Does Risk-Adjustment for Sociodemographic Status (SDS) Have an Impact on Hospital Performance?

Co-author: Dawn Sievert

 

Ongoing research examines the impact of applying sociodemographic status (SDS) risk-adjustment to the Centers for Medicare & Medicaid Services (CMS) quality reporting programs. The main driver for investigation is a community assertion that SDS risk-adjustment is necessary to accurately gauge the quality of care given to patients of diverse backgrounds. Contrary to popular belief, recent research produced evidence that SDS risk-adjustment has little to no impact on hospital performance ratings.

 

The National Quality Forum (NQF) convened an SDS Expert Panel to consider if, when, and how outcome performance measures should be adjusted to address the community’s concern. The NQF SDS trial period is a two-year project that tests all measures submitted after April 15, 2015, as well as those undergoing endorsement maintenance review during the trial period, using two models: one with SDS factors incorporated and one without.

 

Measure developers completed and presented results on nearly half of the 16 admissions/readmissions measures from this period. The available SDS variables, including race, ethnicity, gender, age, payer information, income, zip code, and the AHRQ-validated SES index score, were evaluated within the measures. Thus far, findings indicate that most of the measures perform well without the inclusion of SDS factors. The results comparing the models with and without SDS adjustment were highly correlated.
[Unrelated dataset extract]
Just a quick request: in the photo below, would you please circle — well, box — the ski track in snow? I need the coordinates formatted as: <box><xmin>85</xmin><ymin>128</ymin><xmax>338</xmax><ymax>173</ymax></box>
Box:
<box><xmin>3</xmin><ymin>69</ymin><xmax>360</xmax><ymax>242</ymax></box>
The addition of SDS risk-adjustment variables in measure models often had little or no effect on hospital performance.

 

In fact, measure developers acknowledged that where there is an apparent impact on performance, hospitals themselves may be contributing to the disparities in outcomes for socioeconomically disadvantaged groups. Given these findings, and the complex pathways that could explain any relationship between SDS factors with readmission, adjusting for these factors could obscure true signals of care quality. For all of these reasons, measure developers do not intend to incorporate SDS variables in most of the approved measures.

 

These findings stress the importance of evaluating all solutions, and possibly developing new measures, to reflect all factors that influence readmission risk for socioeconomically disadvantaged patients. The measure developers will share the NQF SDS trial period recommendations with the NQF Standing Committee and CMS for consideration. In addition, the Office of the Assistant Secretary for Planning and Evaluation (ASPE) is researching the impact of SDS on quality measures, resource use, and other measures under the Medicare programs, as directed by the Improving Medicare Post-Acute Care Transformation (IMPACT) Act.

 

CMS received strong pushback from policy makers, providers, and hospital organizations over perceived unfairness of the missing SDS-adjustment in the current measures. As was widely reported, the pushback played a role in CMS’ decision to delay the public reporting of the Overall Hospital Quality Star Rating until a future Hospital Compare release. CMS will continue to monitor the work done by NQF and ASPE and ensure the most accurate representation of hospital performance. Based on the results to-date, however, it is not clear how, if at all, SDS risk-adjustment will change the reported outcomes.